Jan Cienski in Prague -
The banking sectors in Slovakia and the Czech Republic have some of the highest levels of foreign ownership in the EU and for the last few years the market has been ruled by the early entrants who saw the two countries' potential back in the 1990s. However, the big fat profits those banks are making are attracting the attention of new entrants.
One likely aggressive entrant at the bottom end of the market is Poland's mBank, an internet bank which plans to be in both countries by the end of this year. MBank is a subsidiary of BRE, in turn owned by Germany's Commerzbank, which in turn is the fifth largest bank in the Czech Republic.
Mbank plans to operate on the EU's single passport, meaning it will remain under the jurisdiction of Polish regulators. The plan is to bring in lower interest mortgage and consumer loans as well as savings and investment accounts. As in Poland, where the bank only has 15 customer centres for the whole country, the emphasis will be on keeping as many transactions electronic as possible in order to reduce costs.
"Our advantage will be our strong price competition," says Piotr Gawron, the bank's president. "I think we will provoke some serious price competition."
Mbank's model did well in Poland, where it was launched in 2000 and now has more than 1.3m customers. But existing Czech banks profess to be unworried, pointing out that eBanka, a mainly internet-based bank founded in 1997, only made profits for two of its 10 years of independent existence before being bought last year by Austria's Raiffeisen in a 130m deal.
At the higher end of the market, HSBC is also hoping to serve multi-national companies who are already its clients in other countries, says Guy Hamilton, who has spent the last year in Prague preparing the international banking group to enter central Europe.
The banks that already dominate both countries are preparing their defences.
Defending their turf
Slovenska Sporitelna, owned by Austria's Erste Bank, the third-largest bank in Austria, is beefing up its internet presence. The number of online customers grew by 100,000 in the first half of this year and now electronic transactions make up almost three-quarters of all banking transactions. The bank, Slovakia's largest, also expanded its ATM network by a fifth over the last year.
Other banks like Tatra, a unit of Austria's Raiffeisen, and VUB, a subsidiary of Italy's Intesa Sanpaolo, are ramping up their mortgage loan and personal finance arms.
Slovakia in particular will be a difficult market for the new entrants to crack. A small country, with only about 5m people, it has possibly the highest concentration of foreign bank ownership in Europe, with about 98% of bank assets in non-Slovak hands.
Foreign investors lured by an economy growing at 9.4% are being aggressively courted by the Austrian banks which dominate the local market, while retail customers have already grown used to the big four banks.
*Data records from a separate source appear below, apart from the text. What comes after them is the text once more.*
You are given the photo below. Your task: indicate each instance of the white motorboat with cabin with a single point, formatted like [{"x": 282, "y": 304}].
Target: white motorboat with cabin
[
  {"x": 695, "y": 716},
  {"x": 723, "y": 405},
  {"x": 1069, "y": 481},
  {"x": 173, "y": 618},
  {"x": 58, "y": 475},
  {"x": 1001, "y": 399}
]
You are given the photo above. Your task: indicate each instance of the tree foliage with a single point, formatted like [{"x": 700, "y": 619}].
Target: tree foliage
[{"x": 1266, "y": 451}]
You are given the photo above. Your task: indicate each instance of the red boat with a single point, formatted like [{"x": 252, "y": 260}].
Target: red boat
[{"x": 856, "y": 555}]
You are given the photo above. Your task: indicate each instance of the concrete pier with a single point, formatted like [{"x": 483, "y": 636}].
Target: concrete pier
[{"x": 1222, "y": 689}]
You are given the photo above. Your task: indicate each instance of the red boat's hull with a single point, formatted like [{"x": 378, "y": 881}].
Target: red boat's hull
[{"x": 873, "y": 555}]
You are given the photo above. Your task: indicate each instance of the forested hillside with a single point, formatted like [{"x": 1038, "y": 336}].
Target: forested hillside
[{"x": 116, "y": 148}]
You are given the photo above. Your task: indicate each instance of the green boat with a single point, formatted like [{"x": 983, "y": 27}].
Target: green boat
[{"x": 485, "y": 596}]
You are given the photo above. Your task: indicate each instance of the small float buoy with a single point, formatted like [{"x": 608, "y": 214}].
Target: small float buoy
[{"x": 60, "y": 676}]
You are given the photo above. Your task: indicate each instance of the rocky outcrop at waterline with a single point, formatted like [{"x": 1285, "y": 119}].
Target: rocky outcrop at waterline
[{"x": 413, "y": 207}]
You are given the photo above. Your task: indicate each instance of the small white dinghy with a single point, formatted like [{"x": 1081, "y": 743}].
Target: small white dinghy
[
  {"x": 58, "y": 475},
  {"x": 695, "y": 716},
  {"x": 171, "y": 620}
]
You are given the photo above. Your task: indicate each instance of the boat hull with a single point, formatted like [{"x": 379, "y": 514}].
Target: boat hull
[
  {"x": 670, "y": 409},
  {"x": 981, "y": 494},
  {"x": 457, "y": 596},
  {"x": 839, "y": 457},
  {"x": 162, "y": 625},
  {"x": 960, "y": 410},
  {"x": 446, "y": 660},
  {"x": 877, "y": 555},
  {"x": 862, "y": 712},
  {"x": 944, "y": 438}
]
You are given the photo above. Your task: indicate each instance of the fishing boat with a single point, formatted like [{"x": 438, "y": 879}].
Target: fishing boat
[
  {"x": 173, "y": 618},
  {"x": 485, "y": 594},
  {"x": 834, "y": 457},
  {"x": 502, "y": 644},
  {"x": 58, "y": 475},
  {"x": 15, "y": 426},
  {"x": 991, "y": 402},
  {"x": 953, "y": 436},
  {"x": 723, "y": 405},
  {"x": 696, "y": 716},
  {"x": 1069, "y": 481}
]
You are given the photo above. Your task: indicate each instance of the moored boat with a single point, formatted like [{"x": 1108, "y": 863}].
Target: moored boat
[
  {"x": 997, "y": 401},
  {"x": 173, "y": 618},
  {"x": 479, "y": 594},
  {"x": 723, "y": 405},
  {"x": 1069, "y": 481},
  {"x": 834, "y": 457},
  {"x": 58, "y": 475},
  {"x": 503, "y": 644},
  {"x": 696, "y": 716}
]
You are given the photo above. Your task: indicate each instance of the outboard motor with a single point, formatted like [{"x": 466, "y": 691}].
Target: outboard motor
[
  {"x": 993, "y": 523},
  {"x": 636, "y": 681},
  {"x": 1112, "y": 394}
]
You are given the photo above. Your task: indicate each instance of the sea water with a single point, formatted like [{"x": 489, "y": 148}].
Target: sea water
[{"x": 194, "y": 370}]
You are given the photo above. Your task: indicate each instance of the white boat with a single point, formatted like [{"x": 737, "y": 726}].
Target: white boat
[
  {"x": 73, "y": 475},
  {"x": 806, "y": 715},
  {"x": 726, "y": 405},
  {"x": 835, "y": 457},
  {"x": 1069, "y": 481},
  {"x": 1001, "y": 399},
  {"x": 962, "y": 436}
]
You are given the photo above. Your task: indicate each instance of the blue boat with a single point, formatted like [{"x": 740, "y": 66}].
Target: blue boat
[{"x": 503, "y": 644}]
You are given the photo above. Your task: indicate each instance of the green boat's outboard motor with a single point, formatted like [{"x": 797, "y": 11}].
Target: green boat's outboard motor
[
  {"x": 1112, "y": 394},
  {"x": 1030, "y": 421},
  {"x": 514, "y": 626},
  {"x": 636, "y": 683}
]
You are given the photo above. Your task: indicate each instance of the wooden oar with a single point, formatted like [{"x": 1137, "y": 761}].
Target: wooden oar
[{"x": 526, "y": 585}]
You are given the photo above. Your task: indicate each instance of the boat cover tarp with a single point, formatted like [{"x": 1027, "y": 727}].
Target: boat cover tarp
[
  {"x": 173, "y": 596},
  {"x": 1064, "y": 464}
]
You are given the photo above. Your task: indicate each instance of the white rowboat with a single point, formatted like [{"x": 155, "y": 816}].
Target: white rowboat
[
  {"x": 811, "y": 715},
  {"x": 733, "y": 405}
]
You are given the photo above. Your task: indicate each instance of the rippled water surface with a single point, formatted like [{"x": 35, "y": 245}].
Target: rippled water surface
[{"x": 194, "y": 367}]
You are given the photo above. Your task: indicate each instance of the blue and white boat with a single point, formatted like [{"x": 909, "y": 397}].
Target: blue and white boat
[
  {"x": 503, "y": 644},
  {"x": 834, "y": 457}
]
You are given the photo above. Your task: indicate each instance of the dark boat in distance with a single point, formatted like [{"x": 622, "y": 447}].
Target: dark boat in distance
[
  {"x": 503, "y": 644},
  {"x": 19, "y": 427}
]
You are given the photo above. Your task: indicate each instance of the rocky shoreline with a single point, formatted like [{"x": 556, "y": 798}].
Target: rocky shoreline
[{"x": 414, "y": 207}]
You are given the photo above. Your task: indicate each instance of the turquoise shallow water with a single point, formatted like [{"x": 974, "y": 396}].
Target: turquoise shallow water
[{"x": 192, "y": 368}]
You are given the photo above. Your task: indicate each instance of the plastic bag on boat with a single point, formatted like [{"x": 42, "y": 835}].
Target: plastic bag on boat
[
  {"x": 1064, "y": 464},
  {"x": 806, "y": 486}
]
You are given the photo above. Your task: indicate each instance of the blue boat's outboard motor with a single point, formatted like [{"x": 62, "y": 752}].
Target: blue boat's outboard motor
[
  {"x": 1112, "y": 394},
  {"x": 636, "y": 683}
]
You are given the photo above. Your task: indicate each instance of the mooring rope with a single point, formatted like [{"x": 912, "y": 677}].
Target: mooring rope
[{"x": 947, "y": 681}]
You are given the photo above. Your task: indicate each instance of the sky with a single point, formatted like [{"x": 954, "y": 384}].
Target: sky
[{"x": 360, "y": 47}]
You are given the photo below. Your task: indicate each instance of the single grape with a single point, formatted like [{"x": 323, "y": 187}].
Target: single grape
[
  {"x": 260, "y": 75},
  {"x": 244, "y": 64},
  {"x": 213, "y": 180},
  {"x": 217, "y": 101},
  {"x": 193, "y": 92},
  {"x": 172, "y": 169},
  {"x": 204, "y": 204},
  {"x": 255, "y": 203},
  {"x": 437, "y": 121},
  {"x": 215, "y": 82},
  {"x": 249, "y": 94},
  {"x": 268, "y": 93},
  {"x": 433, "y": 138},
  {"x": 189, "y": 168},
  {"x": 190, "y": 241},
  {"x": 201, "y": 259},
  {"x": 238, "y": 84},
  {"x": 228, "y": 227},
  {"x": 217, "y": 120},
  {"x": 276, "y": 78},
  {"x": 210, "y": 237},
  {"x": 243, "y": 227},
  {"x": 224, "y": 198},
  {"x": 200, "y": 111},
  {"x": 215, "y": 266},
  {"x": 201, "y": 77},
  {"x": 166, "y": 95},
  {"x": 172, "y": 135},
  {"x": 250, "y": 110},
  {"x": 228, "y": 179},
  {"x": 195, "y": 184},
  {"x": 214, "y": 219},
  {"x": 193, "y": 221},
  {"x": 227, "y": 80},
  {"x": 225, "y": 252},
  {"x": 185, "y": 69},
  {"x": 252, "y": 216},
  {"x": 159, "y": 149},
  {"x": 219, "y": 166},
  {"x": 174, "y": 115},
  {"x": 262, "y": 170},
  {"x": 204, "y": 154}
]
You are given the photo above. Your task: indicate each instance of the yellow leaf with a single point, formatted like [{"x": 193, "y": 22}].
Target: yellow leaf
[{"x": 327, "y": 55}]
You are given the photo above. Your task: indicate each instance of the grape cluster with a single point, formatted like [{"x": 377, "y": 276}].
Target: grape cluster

The situation is similar in the Czech Republic, where about 95% of the market is in foreign hands. The largest four banks - Ceska Sporitelna (owned by Erste Bank), Komercni Banka (owned by France's Societe Generale), CSOB (owned by Belgium's KBC) and HVB - control about three-quarters of the banking market.
Local banks are rapidly growing their networks, making their dominance even more overwhelming. Komercni plans to open 19 branches this year, the same number it opened last year; Ceska Sporitelna plans to open about 100 new branches over the next two years.
Those defensive measures aren't frightening off Gawron and mBank, though.
"In Poland we reached breakeven in four years, and I don't think it will take us any longer in the Czech Republic," he predicts.